Aisyah bertanya, “Dari mana engkau mengetahuinya?”
Beliau menjawab, “Kalau engkau sedang senang kepadaku, engkau akan mengatakan dalam sumpahmu, ‘Tidak demi Tuhan Muhammad’. Akan tetapi jika engkau sedang marah, engkau akan bersumpah, ‘Tidak demi Tuhan Ibrahim!’.”
Aisyah pun menjawab, “Benar, tapi demi Allah, wahai Rasulullah, aku tidak akan meninggalkan, kecuali namamu saja.” (HR Bukhari dan Muslim).
Memahami kecemburuan dan cinta mereka
Suatu hari usai melaksanakan salat ashar, Aisyah menemani Rasul mengunjungi rumah istri-istrinya. Namun Aisyah tertegun melihat langkah Rasul yang berhenti di rumah Hafshah binti Umar. Dalam hatinya Aisyah bertanya, ada apa gerangan sehingga suamiku bisa berhenti lama ketika mengunjungi salah satu rumah istrinya.
Beberapa hari kemudian, Aisyah mendapat kabar alasan Rasul tertahan lama di rumah Hafshah. Rupanya Hafshah memberikan madu kepada Rasul saat mengunjungi terakhir bersamanya. Rasul memang dikenal sangat suka madu dan halwa (manisan).
“Demi Allah aku akan membuat siasat untuk beliau,” kata Aisyah.
Aisyah pun memberitahu kepada Saudah binti Zam’ah bahwa Nabi SAW akan mengunjunginya. Aisyah bersaran, jika Nabi SAW datang tanyakan apa yang beliau telah makan. “Apakah engkau makan maghafir?” tanya Saudah.
“Tidak,” jawab Rasulullah SAW.
Saudah kembali menegaskan pertanyaanya. “Mengapa berbau tidak enak?”
“Aku diberi madu oleh Hafshah,” jawab Rasulullah SAW.
Siasat itu berhasil dijalankan Aisyah kepada Saudah dan Shafiyah. Ketika Rasul menghampiri Shafiyah pun dia menjawab yang disarankan oleh Aisyah. Pertanyaan sama juga diberikan Aisyah ketika Rasul mengunjunginya.
Berselang beberapa hari kemudian, Rasul mengunjungi rumah Saudah. Saat itu Rasul ditawari madu oleh Saudah. Tetapi hidangan itu malah ditolak Rasulullah SAW. Merasa canggung dan bersalah, Saudah hanya bisa kaget dan terdiam.

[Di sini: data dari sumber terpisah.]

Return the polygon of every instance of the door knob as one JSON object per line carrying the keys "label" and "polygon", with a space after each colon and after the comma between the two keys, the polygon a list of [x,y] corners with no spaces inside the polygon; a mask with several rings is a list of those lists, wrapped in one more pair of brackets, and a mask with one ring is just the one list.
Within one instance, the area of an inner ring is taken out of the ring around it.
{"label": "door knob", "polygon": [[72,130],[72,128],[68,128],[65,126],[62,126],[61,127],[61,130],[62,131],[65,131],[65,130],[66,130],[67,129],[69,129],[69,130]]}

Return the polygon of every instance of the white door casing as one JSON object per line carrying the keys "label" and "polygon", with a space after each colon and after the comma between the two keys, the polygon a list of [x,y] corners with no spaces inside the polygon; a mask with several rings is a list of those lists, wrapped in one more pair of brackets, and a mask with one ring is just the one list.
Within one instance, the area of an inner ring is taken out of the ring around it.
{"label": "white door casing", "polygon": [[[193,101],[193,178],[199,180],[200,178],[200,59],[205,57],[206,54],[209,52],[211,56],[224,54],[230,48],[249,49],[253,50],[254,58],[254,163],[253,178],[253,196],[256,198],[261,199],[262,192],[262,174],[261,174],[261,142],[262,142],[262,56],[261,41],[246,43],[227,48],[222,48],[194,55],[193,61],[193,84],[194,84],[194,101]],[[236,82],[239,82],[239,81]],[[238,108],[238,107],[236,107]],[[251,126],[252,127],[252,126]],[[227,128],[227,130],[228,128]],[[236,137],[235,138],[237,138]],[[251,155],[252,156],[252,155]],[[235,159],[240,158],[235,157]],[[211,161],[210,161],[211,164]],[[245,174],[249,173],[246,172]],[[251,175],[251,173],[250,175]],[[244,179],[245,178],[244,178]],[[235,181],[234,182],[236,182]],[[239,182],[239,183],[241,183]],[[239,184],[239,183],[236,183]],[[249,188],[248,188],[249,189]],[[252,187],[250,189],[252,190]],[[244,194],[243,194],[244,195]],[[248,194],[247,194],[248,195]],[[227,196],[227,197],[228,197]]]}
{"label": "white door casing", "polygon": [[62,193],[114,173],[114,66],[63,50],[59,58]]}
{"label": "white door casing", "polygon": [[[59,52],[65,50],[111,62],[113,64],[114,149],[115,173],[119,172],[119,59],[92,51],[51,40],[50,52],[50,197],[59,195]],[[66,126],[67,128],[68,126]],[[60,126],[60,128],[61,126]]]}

“Aku tidak ingin itu lagi,” kata Rasul saat diberi madu oleh Saudah.
“Demi Allah, kamilah yang mengharamkan itu pada Nabi SAW,” kata Saudah.
Memahami psikologis dan sifat alami mereka
“Berbuat baiklah kepada wanita, karena sesungguhnya mereka diciptakan dari tulang rusuk, dan sesungguhnya tulang rusuk yang paling bengkok adalah yang paling atas. Maka sikapilah para wanita dengan baik.” (HR al-Bukhari Kitab an-Nikah no 5186)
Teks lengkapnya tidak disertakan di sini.